“可恶……”
眼前这刺人神经的一幕,直是要让夏凡气炸了肺,怒喝一声,便待要冲进场内,将这几个寡廉鲜耻东岛老不死打翻在地,统统踹死拉倒。
几道人影向着夏凡疾奔而至。
隔着还几十步开外,就听有人在忙不迭疾声叫唤他的名字。
此时或许夏凡驱车突至的狂猛阵势,惊扰到了场内五个东岛老不死,惊扰到了周围东岛外宾观光采风团成员们观战的兴致,场内战斗,暂停了。
五个东岛老不死,很不满意去到一边和一名表情阴沉的男子在交涉,时不时还向夏凡所站方向指划一二。
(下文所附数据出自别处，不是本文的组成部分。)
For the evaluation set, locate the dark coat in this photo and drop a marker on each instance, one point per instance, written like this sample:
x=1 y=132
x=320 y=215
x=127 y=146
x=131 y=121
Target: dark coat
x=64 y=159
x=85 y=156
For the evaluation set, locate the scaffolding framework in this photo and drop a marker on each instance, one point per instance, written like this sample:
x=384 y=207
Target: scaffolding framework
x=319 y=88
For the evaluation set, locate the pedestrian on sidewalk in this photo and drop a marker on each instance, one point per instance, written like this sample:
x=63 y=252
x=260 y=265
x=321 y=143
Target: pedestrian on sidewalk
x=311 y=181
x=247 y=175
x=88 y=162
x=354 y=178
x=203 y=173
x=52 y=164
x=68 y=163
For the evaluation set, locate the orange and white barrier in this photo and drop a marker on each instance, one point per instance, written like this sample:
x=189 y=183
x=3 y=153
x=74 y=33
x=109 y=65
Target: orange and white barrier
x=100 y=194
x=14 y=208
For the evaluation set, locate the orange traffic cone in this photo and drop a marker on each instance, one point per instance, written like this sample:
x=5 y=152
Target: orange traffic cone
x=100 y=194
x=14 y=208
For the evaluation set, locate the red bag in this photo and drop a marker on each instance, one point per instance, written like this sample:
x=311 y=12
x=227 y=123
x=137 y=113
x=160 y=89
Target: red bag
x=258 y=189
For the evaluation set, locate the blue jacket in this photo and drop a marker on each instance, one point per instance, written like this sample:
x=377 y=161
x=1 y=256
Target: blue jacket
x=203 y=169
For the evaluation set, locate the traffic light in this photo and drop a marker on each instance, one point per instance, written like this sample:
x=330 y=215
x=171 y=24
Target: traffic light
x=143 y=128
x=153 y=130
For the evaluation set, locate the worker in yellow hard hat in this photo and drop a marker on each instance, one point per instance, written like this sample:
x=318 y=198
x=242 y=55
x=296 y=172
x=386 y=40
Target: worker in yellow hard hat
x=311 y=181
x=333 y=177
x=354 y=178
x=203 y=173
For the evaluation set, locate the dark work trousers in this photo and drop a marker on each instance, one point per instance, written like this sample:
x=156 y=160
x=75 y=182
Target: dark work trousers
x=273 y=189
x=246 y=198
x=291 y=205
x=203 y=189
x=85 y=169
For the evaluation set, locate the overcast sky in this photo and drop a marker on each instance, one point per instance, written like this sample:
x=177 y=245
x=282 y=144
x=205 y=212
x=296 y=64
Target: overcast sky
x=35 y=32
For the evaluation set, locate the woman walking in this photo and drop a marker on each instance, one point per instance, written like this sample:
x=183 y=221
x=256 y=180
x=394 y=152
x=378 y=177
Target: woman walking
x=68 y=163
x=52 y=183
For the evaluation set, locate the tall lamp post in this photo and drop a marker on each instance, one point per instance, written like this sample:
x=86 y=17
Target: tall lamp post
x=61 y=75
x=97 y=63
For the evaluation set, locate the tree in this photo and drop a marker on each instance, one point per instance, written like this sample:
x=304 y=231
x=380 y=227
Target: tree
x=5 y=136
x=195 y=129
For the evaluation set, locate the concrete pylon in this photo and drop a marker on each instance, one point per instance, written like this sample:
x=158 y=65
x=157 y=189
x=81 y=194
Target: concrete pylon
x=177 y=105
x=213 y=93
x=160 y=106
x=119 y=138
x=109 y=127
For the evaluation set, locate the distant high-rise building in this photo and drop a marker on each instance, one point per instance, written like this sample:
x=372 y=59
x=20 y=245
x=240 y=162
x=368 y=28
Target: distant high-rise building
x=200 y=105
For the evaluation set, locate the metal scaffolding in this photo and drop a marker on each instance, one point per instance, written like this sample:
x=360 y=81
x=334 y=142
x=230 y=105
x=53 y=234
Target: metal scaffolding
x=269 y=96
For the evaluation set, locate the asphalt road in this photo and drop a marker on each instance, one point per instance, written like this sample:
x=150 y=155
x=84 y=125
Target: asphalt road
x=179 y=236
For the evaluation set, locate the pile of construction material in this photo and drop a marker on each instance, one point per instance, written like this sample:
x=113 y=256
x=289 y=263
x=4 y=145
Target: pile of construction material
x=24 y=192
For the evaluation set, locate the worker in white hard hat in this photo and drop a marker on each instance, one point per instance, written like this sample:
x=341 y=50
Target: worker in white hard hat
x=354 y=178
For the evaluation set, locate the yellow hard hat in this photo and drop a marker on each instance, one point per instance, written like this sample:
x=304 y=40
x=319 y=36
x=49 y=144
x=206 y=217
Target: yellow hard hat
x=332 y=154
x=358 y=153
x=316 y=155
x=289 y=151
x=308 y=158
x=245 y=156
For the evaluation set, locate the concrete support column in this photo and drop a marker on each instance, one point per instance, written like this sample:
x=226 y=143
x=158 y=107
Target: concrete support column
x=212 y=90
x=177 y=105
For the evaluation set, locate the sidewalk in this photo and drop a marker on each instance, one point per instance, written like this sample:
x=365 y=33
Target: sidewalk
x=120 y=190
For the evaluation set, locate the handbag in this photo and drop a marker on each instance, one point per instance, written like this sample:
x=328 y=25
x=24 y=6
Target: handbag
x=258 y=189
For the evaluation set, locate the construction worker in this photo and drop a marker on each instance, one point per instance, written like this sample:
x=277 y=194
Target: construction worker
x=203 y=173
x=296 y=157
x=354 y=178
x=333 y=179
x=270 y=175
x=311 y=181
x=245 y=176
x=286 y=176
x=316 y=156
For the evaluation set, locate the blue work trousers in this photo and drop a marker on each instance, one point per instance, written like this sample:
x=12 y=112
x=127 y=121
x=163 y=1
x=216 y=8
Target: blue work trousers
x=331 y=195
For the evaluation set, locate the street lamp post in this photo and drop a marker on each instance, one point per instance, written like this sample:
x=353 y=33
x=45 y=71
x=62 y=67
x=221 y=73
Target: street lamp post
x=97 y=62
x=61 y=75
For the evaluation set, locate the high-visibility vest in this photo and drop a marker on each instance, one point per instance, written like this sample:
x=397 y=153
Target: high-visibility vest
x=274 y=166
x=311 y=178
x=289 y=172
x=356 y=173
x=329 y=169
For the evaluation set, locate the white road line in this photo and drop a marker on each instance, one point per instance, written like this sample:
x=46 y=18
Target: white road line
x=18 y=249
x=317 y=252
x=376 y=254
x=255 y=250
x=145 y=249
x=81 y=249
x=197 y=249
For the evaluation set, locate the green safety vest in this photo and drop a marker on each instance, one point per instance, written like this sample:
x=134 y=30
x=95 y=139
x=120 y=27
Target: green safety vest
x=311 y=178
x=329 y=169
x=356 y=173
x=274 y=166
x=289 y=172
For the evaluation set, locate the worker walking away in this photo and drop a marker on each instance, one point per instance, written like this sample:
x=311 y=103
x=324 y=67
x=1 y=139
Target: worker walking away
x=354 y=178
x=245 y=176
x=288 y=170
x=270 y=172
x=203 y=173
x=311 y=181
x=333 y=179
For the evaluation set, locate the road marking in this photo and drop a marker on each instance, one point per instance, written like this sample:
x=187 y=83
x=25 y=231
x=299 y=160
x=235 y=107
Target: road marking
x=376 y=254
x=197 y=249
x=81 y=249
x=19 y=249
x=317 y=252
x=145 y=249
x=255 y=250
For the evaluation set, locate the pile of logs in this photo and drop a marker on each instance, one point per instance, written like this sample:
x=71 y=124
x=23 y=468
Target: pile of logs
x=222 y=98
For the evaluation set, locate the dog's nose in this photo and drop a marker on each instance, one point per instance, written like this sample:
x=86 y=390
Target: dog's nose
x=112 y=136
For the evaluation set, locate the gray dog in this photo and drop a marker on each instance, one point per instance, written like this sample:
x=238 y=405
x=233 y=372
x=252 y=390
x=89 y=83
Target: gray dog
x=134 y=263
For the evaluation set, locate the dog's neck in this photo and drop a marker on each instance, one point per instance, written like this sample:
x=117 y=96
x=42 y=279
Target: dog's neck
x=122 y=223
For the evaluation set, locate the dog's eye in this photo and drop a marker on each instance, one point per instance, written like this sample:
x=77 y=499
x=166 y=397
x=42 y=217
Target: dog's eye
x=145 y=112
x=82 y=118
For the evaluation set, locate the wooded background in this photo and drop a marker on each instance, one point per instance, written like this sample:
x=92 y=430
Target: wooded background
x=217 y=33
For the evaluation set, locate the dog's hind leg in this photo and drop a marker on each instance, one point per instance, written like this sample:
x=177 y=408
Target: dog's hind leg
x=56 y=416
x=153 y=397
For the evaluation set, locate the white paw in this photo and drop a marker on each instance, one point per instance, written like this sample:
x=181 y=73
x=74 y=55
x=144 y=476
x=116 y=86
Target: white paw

至于场内的杨正英老爷子,仍是须发怒张,不时舞动着手中红缨长枪,向可疑之敌所在或劈或扎。
只是,看他全身血流不止样子,真是让人心疼。
“夏医生,夏医生您赶来了,真是太好了,您看是这么个情况……”蔡铭权惶急大叫着跑上前,其他大小领导们也都跟着到了跟前,都一起向夏凡打着招呼。
没办法,这位夏医生虽然只是个小中医,可上次南原镇爆发疑似坦波娜拉高危传染病,是这位力挽狂澜,将役情得已掌控。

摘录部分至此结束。